The Fever King (Feverwake #1)(33)
That could work.
It barely took ten seconds. The secretary’s phone buzzed. She drew it out of her coat and glanced down at the screen, which Noam knew without looking had a message from her boss—Need you in room 142, urgent.
Thank god for unblocked radio signals.
“Can you keep yourself occupied for ten or fifteen minutes?” the secretary asked, even as she stood up and dusted off her pencil skirt.
“Sure,” Noam said brightly.
Still, she gave him one last sharp look before vanishing out into the hall. Noam stayed seated where he was until the door finally fell shut behind her. Then he leaped up, darting across the room to the mahogany door leading back to Holloway’s office; the secretary wouldn’t need more than five minutes to realize there was no urgent business on the first floor.
The computer was on the desk, asleep. Noam dug a pair of latex gloves out of his bag and snapped them onto his hands before grabbing the mouse to wake the monitor.

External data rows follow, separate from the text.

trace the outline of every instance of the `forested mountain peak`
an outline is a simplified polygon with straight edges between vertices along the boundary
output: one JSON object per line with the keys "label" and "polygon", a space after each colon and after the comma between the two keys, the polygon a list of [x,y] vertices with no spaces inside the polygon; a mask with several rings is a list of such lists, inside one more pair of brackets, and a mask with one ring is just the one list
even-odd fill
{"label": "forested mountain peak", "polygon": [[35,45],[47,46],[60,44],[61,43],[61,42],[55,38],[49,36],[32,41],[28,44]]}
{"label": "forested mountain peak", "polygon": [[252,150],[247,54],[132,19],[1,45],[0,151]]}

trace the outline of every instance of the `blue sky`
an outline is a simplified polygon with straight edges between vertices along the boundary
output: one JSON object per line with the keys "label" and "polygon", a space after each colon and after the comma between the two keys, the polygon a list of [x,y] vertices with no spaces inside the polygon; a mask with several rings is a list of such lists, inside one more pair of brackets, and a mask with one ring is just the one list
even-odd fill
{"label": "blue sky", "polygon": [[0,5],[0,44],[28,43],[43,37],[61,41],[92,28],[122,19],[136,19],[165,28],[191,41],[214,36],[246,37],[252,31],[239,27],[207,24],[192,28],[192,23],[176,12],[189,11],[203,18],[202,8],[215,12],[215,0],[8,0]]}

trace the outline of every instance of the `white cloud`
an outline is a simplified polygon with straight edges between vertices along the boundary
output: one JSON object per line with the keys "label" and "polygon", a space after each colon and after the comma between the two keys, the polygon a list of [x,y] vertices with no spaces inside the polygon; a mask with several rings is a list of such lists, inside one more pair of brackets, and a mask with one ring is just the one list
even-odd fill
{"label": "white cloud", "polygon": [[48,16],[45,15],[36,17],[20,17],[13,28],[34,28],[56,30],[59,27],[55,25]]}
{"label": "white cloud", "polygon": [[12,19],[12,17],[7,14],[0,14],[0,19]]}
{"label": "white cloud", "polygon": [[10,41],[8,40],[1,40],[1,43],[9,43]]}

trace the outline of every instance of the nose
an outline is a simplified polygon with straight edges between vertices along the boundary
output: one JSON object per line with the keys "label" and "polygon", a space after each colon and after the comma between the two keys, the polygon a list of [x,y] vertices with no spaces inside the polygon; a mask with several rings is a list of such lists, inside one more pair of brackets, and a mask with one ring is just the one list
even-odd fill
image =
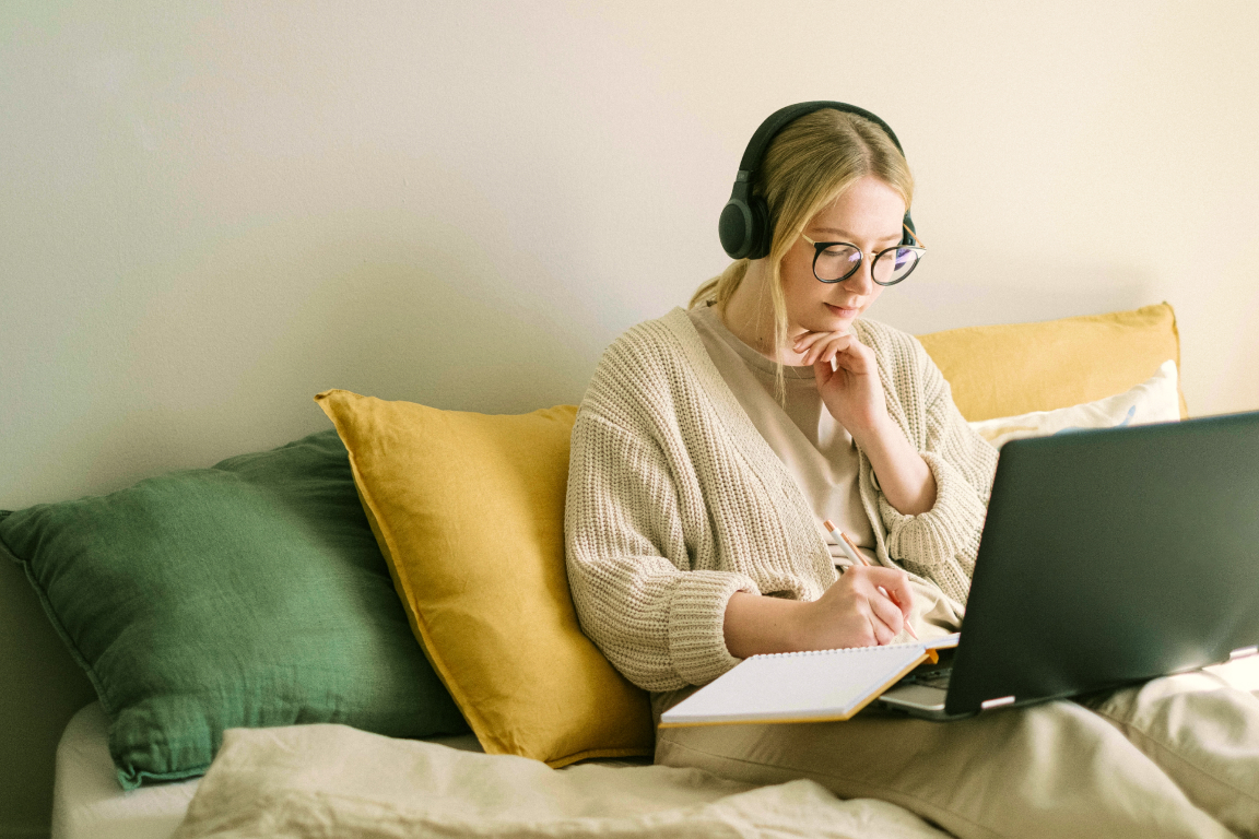
{"label": "nose", "polygon": [[[878,257],[878,254],[875,254]],[[862,297],[874,291],[874,258],[869,254],[861,254],[861,264],[857,265],[855,274],[849,277],[841,283],[854,294],[861,294]]]}

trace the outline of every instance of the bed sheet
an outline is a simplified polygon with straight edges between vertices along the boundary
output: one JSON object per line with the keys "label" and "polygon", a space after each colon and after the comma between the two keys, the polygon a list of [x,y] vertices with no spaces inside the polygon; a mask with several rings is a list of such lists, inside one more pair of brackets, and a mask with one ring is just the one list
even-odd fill
{"label": "bed sheet", "polygon": [[[57,746],[52,839],[170,839],[201,779],[123,790],[110,760],[108,737],[110,718],[98,702],[65,726]],[[482,751],[472,735],[432,742]]]}

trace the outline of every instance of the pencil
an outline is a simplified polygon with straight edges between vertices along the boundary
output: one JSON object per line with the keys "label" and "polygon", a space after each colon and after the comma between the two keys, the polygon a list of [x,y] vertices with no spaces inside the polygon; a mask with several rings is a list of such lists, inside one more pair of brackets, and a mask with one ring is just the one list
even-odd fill
{"label": "pencil", "polygon": [[[861,555],[861,551],[857,550],[856,543],[851,538],[849,538],[849,535],[841,531],[838,527],[836,527],[830,518],[822,522],[822,525],[826,527],[826,530],[831,531],[831,536],[833,536],[835,541],[840,543],[840,548],[849,557],[850,562],[852,562],[854,565],[865,565],[865,566],[870,565],[869,560],[866,560],[865,556]],[[893,597],[890,594],[888,594],[886,589],[879,586],[879,591],[881,591],[883,596],[885,596],[888,600],[891,600],[894,604],[896,604],[898,609],[900,608],[900,601]],[[908,620],[905,621],[905,631],[909,633],[910,638],[918,640],[918,633],[914,631],[913,625],[910,625]]]}

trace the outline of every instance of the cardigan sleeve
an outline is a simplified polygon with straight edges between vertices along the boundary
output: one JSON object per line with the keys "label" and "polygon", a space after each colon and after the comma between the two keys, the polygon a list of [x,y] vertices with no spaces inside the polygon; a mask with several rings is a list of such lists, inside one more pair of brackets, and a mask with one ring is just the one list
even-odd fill
{"label": "cardigan sleeve", "polygon": [[677,488],[660,447],[583,408],[564,511],[569,587],[582,629],[647,691],[704,684],[739,663],[725,606],[752,577],[691,570]]}
{"label": "cardigan sleeve", "polygon": [[920,411],[905,411],[906,431],[935,478],[935,504],[925,513],[905,516],[879,492],[888,553],[966,603],[997,452],[962,416],[948,381],[922,345],[905,337],[915,371],[914,395],[922,400]]}

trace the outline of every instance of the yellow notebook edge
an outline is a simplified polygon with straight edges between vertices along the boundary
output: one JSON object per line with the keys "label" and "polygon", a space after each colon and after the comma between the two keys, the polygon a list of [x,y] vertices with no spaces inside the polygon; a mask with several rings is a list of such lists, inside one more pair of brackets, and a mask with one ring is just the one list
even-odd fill
{"label": "yellow notebook edge", "polygon": [[[896,675],[894,675],[890,679],[888,679],[886,682],[884,682],[880,687],[870,691],[861,701],[857,702],[857,704],[851,711],[849,711],[845,714],[840,714],[840,716],[836,716],[836,714],[825,714],[825,716],[817,716],[817,717],[776,717],[773,720],[767,720],[767,718],[759,718],[759,720],[703,720],[703,721],[695,721],[695,722],[665,722],[663,720],[661,720],[660,725],[657,727],[658,728],[690,728],[690,727],[696,727],[696,726],[755,726],[755,725],[782,725],[782,723],[792,723],[792,722],[844,722],[844,721],[851,720],[852,717],[855,717],[859,711],[861,711],[867,704],[870,704],[871,702],[874,702],[875,699],[878,699],[879,697],[881,697],[888,688],[890,688],[893,684],[895,684],[900,679],[903,679],[906,675],[909,675],[910,670],[913,670],[915,667],[918,667],[923,662],[932,660],[932,659],[938,659],[938,655],[935,654],[937,649],[944,649],[944,648],[934,648],[934,647],[933,648],[924,648],[922,650],[922,654],[917,659],[914,659],[913,663],[910,663],[910,664],[905,665],[904,668],[901,668],[901,670],[899,673],[896,673]],[[666,711],[665,713],[669,713],[669,712]]]}

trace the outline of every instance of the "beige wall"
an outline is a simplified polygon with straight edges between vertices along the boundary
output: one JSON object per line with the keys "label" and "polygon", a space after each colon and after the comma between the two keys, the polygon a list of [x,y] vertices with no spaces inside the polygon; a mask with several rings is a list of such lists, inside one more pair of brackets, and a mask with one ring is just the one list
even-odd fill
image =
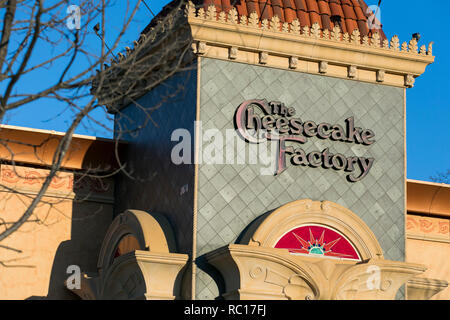
{"label": "beige wall", "polygon": [[[424,264],[428,270],[420,277],[450,283],[450,219],[417,214],[407,216],[406,261]],[[432,300],[449,300],[447,287]]]}
{"label": "beige wall", "polygon": [[[46,170],[1,165],[1,222],[16,221],[39,190]],[[15,192],[5,187],[13,188]],[[74,198],[82,201],[74,201]],[[96,270],[113,216],[113,182],[60,173],[46,197],[17,232],[1,242],[0,299],[73,299],[64,287],[68,265]],[[0,223],[1,223],[0,222]],[[0,225],[0,231],[5,225]]]}

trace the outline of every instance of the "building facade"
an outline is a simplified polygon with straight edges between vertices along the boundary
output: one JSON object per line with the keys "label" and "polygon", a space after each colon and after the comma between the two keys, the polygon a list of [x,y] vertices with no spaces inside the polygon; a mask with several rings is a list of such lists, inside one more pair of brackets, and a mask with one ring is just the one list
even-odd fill
{"label": "building facade", "polygon": [[133,178],[83,231],[103,240],[72,291],[448,299],[450,188],[406,179],[406,90],[432,46],[388,40],[363,1],[176,4],[144,38],[173,14],[190,59],[108,105]]}

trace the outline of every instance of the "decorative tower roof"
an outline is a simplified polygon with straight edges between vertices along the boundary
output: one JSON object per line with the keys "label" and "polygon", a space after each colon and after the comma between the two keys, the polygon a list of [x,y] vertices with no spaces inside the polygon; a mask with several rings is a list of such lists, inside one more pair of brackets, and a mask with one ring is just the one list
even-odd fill
{"label": "decorative tower roof", "polygon": [[349,34],[358,29],[363,37],[378,31],[382,40],[386,39],[381,23],[363,0],[195,0],[193,3],[197,8],[203,6],[205,11],[214,5],[219,14],[222,11],[228,14],[234,7],[238,18],[256,12],[261,20],[277,16],[281,23],[292,23],[297,19],[301,28],[318,23],[322,30],[331,32],[339,26],[343,33]]}
{"label": "decorative tower roof", "polygon": [[404,88],[434,62],[433,43],[388,40],[363,0],[194,1],[166,5],[106,69],[111,112],[196,56]]}

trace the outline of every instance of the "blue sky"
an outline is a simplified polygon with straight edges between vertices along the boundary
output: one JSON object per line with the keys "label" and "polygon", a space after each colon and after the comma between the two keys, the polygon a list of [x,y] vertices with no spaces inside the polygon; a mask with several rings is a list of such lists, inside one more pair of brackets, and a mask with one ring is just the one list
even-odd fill
{"label": "blue sky", "polygon": [[[157,13],[167,4],[167,0],[146,0],[152,11]],[[78,1],[73,1],[77,4]],[[106,24],[112,41],[117,31],[118,21],[123,18],[123,0],[108,12]],[[377,4],[377,0],[367,0],[368,5]],[[437,9],[439,11],[437,11]],[[450,1],[438,0],[424,4],[423,0],[384,0],[381,5],[381,22],[388,38],[398,35],[401,42],[411,39],[413,33],[421,34],[420,45],[434,41],[434,64],[425,74],[416,79],[415,87],[407,90],[407,156],[408,178],[429,180],[430,176],[450,169],[450,143],[447,139],[448,122],[450,120],[450,99],[448,97],[448,72],[450,71],[450,41],[447,35],[447,19],[442,18],[444,12],[450,12]],[[124,48],[137,39],[140,31],[151,20],[152,15],[142,4],[128,33],[118,48]],[[81,21],[83,24],[83,19]],[[92,26],[89,26],[92,29]],[[108,38],[110,37],[110,38]],[[99,46],[95,37],[88,41],[92,47]],[[37,54],[48,54],[40,48]],[[116,50],[117,51],[117,50]],[[46,71],[46,72],[51,72]],[[40,78],[40,77],[43,78]],[[36,86],[45,80],[46,74],[39,78],[26,79],[23,86]],[[98,110],[91,115],[106,126],[112,127],[112,121],[106,119],[104,112]],[[73,113],[61,110],[61,106],[49,100],[42,100],[7,114],[3,123],[64,131],[70,123]],[[111,137],[111,131],[95,125],[92,121],[84,121],[76,131],[79,134]]]}

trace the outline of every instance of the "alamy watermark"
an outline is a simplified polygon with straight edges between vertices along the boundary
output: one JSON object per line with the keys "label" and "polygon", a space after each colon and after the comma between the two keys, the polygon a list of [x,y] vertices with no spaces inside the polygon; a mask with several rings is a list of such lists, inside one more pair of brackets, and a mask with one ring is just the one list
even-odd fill
{"label": "alamy watermark", "polygon": [[80,7],[72,4],[67,7],[66,13],[68,14],[66,20],[66,26],[69,30],[81,29],[81,10]]}
{"label": "alamy watermark", "polygon": [[66,273],[70,276],[66,280],[66,287],[69,290],[81,289],[81,269],[79,266],[72,264],[67,267]]}

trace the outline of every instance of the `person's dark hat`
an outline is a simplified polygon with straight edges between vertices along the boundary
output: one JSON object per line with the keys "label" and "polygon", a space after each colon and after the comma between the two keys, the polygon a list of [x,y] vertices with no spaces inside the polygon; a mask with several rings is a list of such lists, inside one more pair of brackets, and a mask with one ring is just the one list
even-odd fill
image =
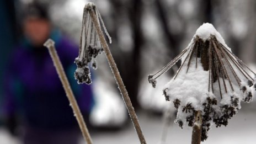
{"label": "person's dark hat", "polygon": [[38,2],[33,2],[26,4],[23,12],[24,18],[33,17],[49,19],[46,7]]}

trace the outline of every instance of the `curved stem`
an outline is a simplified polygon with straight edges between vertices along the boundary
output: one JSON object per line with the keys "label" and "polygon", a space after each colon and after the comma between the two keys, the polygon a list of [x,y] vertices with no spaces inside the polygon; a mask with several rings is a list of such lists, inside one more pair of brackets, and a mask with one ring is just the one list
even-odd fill
{"label": "curved stem", "polygon": [[82,134],[87,144],[93,143],[92,138],[90,138],[90,134],[87,129],[86,126],[86,122],[83,119],[83,116],[82,115],[80,109],[77,104],[76,98],[74,98],[74,94],[71,88],[70,83],[67,78],[65,72],[64,72],[62,65],[60,60],[58,54],[55,50],[54,46],[54,41],[51,39],[49,39],[45,42],[44,45],[48,48],[49,51],[50,55],[52,59],[52,61],[54,63],[54,66],[58,73],[58,77],[61,79],[61,83],[62,84],[63,87],[65,90],[67,97],[70,101],[70,105],[72,109],[73,109],[73,112],[74,113],[74,115],[77,119],[77,122],[78,122],[79,126],[81,130]]}
{"label": "curved stem", "polygon": [[191,144],[200,144],[201,143],[201,133],[202,130],[202,114],[201,111],[195,113],[195,122],[192,131]]}
{"label": "curved stem", "polygon": [[146,143],[146,140],[144,138],[144,136],[141,129],[141,126],[138,122],[138,120],[137,118],[137,115],[134,110],[134,108],[132,106],[131,100],[130,99],[130,97],[128,95],[128,93],[126,90],[126,89],[125,88],[125,86],[124,84],[124,82],[122,82],[122,79],[121,77],[119,71],[118,71],[115,62],[115,61],[114,60],[109,47],[104,36],[103,33],[102,32],[102,29],[100,28],[100,25],[99,25],[99,21],[98,20],[98,18],[95,14],[97,11],[95,10],[95,8],[94,7],[93,8],[89,9],[89,12],[91,16],[92,21],[94,24],[97,32],[99,35],[100,43],[102,45],[103,48],[105,52],[105,54],[109,62],[109,64],[110,66],[111,70],[112,70],[112,72],[114,74],[114,76],[115,78],[115,80],[118,85],[118,88],[119,88],[119,90],[120,90],[121,93],[122,94],[122,98],[125,103],[125,105],[126,106],[126,108],[128,110],[130,117],[131,119],[132,123],[137,132],[137,134],[138,135],[140,141],[141,143]]}

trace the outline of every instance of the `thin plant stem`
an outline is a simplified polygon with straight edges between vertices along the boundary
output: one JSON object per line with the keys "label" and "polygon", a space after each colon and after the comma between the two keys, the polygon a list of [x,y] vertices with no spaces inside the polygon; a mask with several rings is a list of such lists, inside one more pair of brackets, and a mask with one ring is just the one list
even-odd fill
{"label": "thin plant stem", "polygon": [[54,66],[56,69],[57,73],[58,73],[67,97],[70,101],[70,105],[73,109],[74,115],[78,122],[83,136],[87,144],[92,144],[93,142],[90,138],[90,134],[87,129],[87,127],[83,117],[82,115],[77,101],[76,100],[76,98],[74,97],[74,94],[71,88],[70,83],[67,78],[67,76],[64,72],[62,65],[61,64],[60,58],[56,51],[54,44],[55,42],[52,40],[48,39],[44,45],[48,48],[50,55],[51,55]]}
{"label": "thin plant stem", "polygon": [[202,130],[202,114],[201,111],[195,113],[195,122],[192,131],[191,144],[200,144],[201,143],[201,133]]}
{"label": "thin plant stem", "polygon": [[100,28],[97,17],[95,14],[95,8],[89,8],[89,12],[91,16],[92,20],[96,28],[97,32],[99,37],[100,43],[102,45],[103,49],[105,52],[105,54],[108,59],[111,70],[112,70],[112,72],[114,74],[119,90],[120,90],[122,94],[123,100],[125,103],[127,109],[128,110],[130,116],[131,117],[132,123],[137,132],[137,134],[138,135],[140,141],[141,143],[146,143],[146,140],[144,138],[144,136],[141,129],[141,126],[138,122],[138,120],[137,118],[134,108],[132,106],[131,100],[130,99],[129,96],[128,95],[128,93],[126,90],[126,89],[125,88],[125,86],[124,84],[124,82],[122,82],[118,67],[116,67],[116,65],[115,62],[115,61],[114,60],[109,47],[108,45],[108,44],[106,43],[106,40],[105,39],[103,33],[102,32]]}

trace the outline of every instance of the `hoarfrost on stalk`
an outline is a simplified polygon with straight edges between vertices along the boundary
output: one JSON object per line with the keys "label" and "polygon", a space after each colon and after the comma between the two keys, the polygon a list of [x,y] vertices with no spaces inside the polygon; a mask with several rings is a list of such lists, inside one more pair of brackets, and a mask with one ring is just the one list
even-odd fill
{"label": "hoarfrost on stalk", "polygon": [[178,113],[175,122],[193,126],[195,111],[202,115],[201,141],[210,126],[226,126],[241,109],[241,102],[252,101],[253,73],[231,52],[211,24],[198,28],[183,51],[154,74],[148,76],[153,87],[156,79],[182,60],[176,75],[164,86],[166,99],[173,102]]}
{"label": "hoarfrost on stalk", "polygon": [[88,84],[92,83],[89,63],[91,63],[92,67],[97,69],[96,57],[103,51],[99,35],[92,20],[89,10],[92,10],[95,13],[97,22],[101,24],[109,39],[110,43],[111,42],[111,38],[106,31],[98,9],[93,3],[88,3],[84,7],[83,14],[79,55],[74,61],[77,66],[74,72],[76,79],[78,81],[78,83],[86,83]]}

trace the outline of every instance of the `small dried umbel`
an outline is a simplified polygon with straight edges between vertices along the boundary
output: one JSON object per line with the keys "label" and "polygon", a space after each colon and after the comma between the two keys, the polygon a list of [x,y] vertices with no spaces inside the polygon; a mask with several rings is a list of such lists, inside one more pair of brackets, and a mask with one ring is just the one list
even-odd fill
{"label": "small dried umbel", "polygon": [[[201,112],[204,141],[211,125],[226,126],[241,108],[241,102],[252,100],[254,74],[231,52],[212,24],[205,23],[196,31],[188,47],[162,69],[148,76],[156,87],[156,79],[182,60],[176,75],[164,88],[167,100],[178,110],[175,122],[182,127],[193,126],[195,113]],[[256,87],[254,86],[255,87]]]}
{"label": "small dried umbel", "polygon": [[78,83],[92,83],[89,63],[94,69],[97,68],[96,57],[103,51],[99,40],[99,36],[97,32],[95,25],[93,24],[89,10],[92,10],[97,17],[97,23],[103,27],[106,35],[111,43],[111,38],[106,30],[103,21],[98,9],[92,3],[89,3],[85,6],[83,15],[82,30],[80,37],[79,56],[74,62],[77,68],[74,72],[74,77]]}
{"label": "small dried umbel", "polygon": [[116,65],[105,39],[103,33],[102,31],[100,23],[101,26],[104,29],[105,33],[109,38],[110,43],[111,43],[111,38],[106,32],[106,28],[104,25],[103,22],[96,6],[93,3],[88,3],[86,5],[84,9],[82,29],[80,40],[80,50],[79,56],[75,60],[78,67],[75,72],[75,78],[78,80],[78,83],[86,83],[88,84],[90,84],[92,79],[88,68],[88,63],[92,62],[92,66],[93,68],[96,68],[97,64],[95,58],[104,50],[140,141],[141,143],[146,144],[146,142],[138,122],[138,120]]}

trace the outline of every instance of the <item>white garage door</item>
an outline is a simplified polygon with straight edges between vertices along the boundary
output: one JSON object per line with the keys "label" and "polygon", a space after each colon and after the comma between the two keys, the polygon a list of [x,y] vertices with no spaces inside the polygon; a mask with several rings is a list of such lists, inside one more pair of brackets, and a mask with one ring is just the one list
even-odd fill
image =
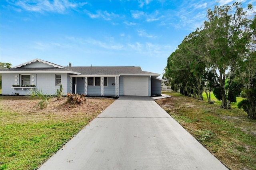
{"label": "white garage door", "polygon": [[124,95],[148,96],[148,77],[124,77]]}

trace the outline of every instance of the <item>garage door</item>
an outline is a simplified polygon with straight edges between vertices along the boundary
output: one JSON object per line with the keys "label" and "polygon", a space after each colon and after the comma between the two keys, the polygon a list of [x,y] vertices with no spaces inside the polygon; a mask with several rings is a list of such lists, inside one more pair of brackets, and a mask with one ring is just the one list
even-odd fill
{"label": "garage door", "polygon": [[148,77],[124,77],[124,95],[148,96]]}

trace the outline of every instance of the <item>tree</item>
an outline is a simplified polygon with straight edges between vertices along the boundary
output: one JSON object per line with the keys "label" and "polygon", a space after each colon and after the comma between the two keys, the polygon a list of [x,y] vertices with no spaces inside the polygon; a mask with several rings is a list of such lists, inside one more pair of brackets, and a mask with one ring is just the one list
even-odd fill
{"label": "tree", "polygon": [[[9,63],[0,62],[0,69],[10,68],[12,65],[12,64]],[[0,89],[2,89],[2,75],[1,74],[0,74]]]}
{"label": "tree", "polygon": [[[251,9],[251,5],[248,5]],[[238,106],[242,108],[250,119],[256,119],[256,16],[249,21],[247,35],[249,41],[246,47],[249,51],[244,55],[239,77],[243,85],[243,91],[246,99],[240,102]]]}
{"label": "tree", "polygon": [[208,10],[208,21],[204,23],[207,50],[210,57],[207,58],[207,63],[218,78],[221,107],[224,109],[227,108],[225,91],[226,73],[230,68],[238,69],[237,64],[242,60],[240,57],[246,49],[243,29],[247,19],[246,12],[241,6],[238,2],[231,6],[215,6],[213,11]]}

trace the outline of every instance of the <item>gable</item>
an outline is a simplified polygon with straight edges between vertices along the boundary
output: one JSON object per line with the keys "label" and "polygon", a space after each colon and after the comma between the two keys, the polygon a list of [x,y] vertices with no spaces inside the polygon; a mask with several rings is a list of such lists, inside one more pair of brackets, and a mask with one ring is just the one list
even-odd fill
{"label": "gable", "polygon": [[64,68],[60,65],[57,65],[50,62],[46,61],[40,59],[35,59],[19,65],[12,67],[17,68]]}

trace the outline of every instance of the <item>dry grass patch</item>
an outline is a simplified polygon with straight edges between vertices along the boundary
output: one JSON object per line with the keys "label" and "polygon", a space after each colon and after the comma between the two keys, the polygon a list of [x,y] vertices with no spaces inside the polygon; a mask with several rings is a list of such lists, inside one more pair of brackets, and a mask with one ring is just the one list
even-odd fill
{"label": "dry grass patch", "polygon": [[210,152],[232,170],[256,169],[256,121],[235,108],[221,109],[175,93],[156,101]]}
{"label": "dry grass patch", "polygon": [[0,98],[0,170],[35,169],[114,100],[88,98],[70,105],[52,99],[44,109],[28,97]]}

And, of fucking course, Holloway had it set up for retina-scan verification. Good thing Noam had that flopcell all programmed up, or else he’d be spending forever trying to script his way past the front door.
He stuck the flopcell in its slot and waited five seconds, ten . . . why is it taking so long? Only then the screen flickered, and he was in, he was in.
He had to move fast; he needed to give himself time to clean up the cache when he was done so Holloway couldn’t check his process history later and wonder what he was doing on his desktop at 11:43 on Friday when he was supposed to be in a meeting.
Noam’s first instinct was to get on the server—but when he tried to click into that path, he got a password prompt.
No time for that. What else could he look into?
Maybe . . . email? Would that be unlocked?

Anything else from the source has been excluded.